Unlike many other forms of finance, bridging is extremely time-sensitive. Individuals want the bridging monies in their bank accounts within days, or not at all. They need to move swiftly because the purchase is time sensitive.

If they cannot complete to the seller’s schedule, the preferential terms evaporate and the deal is off. This means that bridging lenders are experts in processing applications within very short timeframes.

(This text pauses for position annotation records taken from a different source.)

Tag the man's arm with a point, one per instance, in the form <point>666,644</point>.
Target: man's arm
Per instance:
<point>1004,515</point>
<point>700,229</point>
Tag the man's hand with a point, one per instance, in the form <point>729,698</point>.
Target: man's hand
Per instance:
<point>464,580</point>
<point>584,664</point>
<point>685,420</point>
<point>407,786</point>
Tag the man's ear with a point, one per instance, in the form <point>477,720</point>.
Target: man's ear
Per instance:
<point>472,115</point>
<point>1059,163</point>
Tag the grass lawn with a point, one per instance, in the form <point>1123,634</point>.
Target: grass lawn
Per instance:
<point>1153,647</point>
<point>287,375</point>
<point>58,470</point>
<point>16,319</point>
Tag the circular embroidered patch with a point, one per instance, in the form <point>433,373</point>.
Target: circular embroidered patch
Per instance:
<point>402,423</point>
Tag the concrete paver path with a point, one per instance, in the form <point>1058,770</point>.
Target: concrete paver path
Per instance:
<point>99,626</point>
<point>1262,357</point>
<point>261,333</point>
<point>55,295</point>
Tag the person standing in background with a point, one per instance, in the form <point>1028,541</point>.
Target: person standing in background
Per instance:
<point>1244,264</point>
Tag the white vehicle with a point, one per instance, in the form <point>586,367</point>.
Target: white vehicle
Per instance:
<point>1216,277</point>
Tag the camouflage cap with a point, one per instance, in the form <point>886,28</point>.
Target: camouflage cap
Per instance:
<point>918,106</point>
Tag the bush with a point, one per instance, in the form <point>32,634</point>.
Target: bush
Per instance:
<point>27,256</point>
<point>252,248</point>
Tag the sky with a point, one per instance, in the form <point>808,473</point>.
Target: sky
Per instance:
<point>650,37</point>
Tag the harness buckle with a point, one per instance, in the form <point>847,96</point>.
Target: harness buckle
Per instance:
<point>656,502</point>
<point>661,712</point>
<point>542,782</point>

In reality, bridging loans can facilitate many situations – from those facing repossession to family members who are expected to pay inheritance tax on a property before it is transferred into their name. Bridging loans are a powerful tool for companies and individuals who simply need a rapid cash injection.

Problem solver

A short-term financing solution may give a business and home owners the time to implement the necessary actions to solve more immediate problems. People in this position might consider the options of remortgaging or downsizing to bring their expenditure into line. They might also consider financing to overcome short-term adverse trade flows.

Ryneveld van der Horst, finance director at Bridgingloans.com, says: “Remortgaging is an effective way to reduce monthly outgoings and a short term loan can pay off any outstanding payments – providing property owners with time to shop around for a mortgage that is more affordable.

"In other cases, the answer may be to downsize to more affordable premises. As everyone knows, moving a business or a home is time consuming, awkward and, above all else, stressful. However, by taking out a bridging loan people can purchase before the old premises are actually sold.”

In the wake of the credit crunch and with the news from the Bank of England declaring that the rippling affect of this Summer’s credit crunch is far from over, the future still looks far from certain for many residential and commercial property buyers and owners.

Horst adds: “However, working with specialist bridging loan providers – particularly those that are principal lenders with complete control over their lending – can help ensure maximum flexibility to cope with any specific circumstances that clients may have.”

If the old image of bridging being 'lending of last resort' is shed and universal standards for the sector achieved , brokers should be able to sell bridging loans to their clients in full confidence they are getting a fair and transparent deal. How far this is away is unknown but at the speed bridging finance moved then it may be sooner than you think.